Com a adição da argila, foi obtido um filme mais homogêneo, capaz de suportar, na média, trações da ordem de 70 megapascals (70 MPa). Nos plásticos convencionais, à base de polietileno, a resistência à tração costuma variar entre 20 MPa e 30 MPa – menos da metade da alcançada com o bioplástico.
“Além da argila, acrescentamos também à mistura uma nanoemulsão de óleo essencial de pimenta-preta. O objetivo, no caso, foi conseguir uma embalagem comestível mais atraente em termos de sabor e odor.
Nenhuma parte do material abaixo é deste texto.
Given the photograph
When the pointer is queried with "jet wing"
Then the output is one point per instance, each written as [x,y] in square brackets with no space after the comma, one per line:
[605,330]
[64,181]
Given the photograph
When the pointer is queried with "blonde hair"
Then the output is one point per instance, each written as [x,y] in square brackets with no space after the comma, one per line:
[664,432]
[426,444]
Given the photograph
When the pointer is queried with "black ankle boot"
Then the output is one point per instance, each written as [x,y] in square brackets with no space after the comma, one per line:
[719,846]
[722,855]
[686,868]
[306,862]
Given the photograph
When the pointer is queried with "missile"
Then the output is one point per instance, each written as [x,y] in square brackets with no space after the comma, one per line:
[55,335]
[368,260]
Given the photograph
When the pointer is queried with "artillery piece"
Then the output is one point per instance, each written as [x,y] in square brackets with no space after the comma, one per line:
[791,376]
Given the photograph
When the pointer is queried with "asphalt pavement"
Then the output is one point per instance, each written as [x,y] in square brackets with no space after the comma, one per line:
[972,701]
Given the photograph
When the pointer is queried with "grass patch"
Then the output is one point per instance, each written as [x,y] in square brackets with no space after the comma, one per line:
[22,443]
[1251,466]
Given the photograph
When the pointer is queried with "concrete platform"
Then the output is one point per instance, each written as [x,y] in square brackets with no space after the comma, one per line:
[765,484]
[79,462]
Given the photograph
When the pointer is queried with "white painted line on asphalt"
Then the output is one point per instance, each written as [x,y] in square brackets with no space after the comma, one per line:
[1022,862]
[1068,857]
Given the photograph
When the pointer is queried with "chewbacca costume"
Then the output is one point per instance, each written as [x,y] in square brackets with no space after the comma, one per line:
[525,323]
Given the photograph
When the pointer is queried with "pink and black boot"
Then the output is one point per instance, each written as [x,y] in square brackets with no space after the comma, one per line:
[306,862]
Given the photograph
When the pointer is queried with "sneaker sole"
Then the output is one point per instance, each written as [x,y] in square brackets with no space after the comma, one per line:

E que, além disso, pudesse estender a vida útil do alimento embalado por meio da adição de componentes antimicrobianos e antioxidantes à matriz polimérica”, afirma.
Vale ressaltar que o bioplástico em pauta foi projetado para embalar carne bovina na forma de hambúrgueres – um alimento bastante suscetível à contaminação microbiana e que apresenta odor muito pronunciado. Mas o princípio geral de adicionar argila e nanoemulsões de óleos essenciais à matriz de gelatina pode e deverá ser estendido a outros tipos de alimentos – variando-se, caso a caso, o tipo de óleo essencial e a proporção empregada.
“A inclusão desse tipo de embalagem no mercado poderá proporcionar um decréscimo significativo na utilização de embalagens à base de polímeros não biodegradáveis, evitando, assim, o acúmulo de resíduos sólidos. Além disso, o bioplástico deverá aumentar a segurança dos alimentos embalados em relação à contaminação por patógenos e contribuir para a diminuição de perdas”, comenta a pesquisadora.
As linhas de pesquisa desenvolvidas no GCNH-UNESP baseiam-se no conceito de “economia circular”, que transforma resíduos em recursos. Os líderes do grupo, Professores Fauze Aouada e Márcia Aouada, são credenciados no programa de Pós-Graduação em Ciência dos Materiais (PPGCM) da UNESP.
“Nossas propostas enquadram-se nos Objetivos de Desenvolvimento Sustentável (ODS) propostos pela Organização das Nações Unidas (ONU) para mitigar a pobreza, favorecer a sustentabilidade econômica do planeta e assegurar mais paz e prosperidade à população mundial”, enfatiza Márcia Aouada.
Além do bioplástico mencionado, o grupo produz curativos a partir de celulose bacteriana. E embalagens comestíveis contendo nanoestruturas derivadas de purê de couve, purê de cacau, purê de cupuaçu, extrato de camu-camu e nanoemulsões, com potencial de aplicação nas indústrias de alimentos, fármacos e cosméticos.
A pesquisa é apoiada pela FAPESP por meio de um Auxílio Regular à Pesquisa e também por meio do Centro de Desenvolvimento de Materiais Funcionais (CDMF), um Centro de Pesquisa, Inovação e Difusão (CEPID) sediado na Universidade Federal de São Carlos (UFSCar).
A investigação é conduzida em rede, com contribuições de vários pesquisadores engajados no tema. O artigo citado nesta reportagem é também assinado por Tascila Saranti, Mestre no PPGCM-UNESP; Pamela Melo, Doutora pelo PPGCM-UNESP e atualmente pós-doutoranda no grupo GCNH- UNESP; Miguel Cerqueira, Pesquisador no International Iberian Nanotechnology Laboratory, em Portugal; e Fauze Aouada.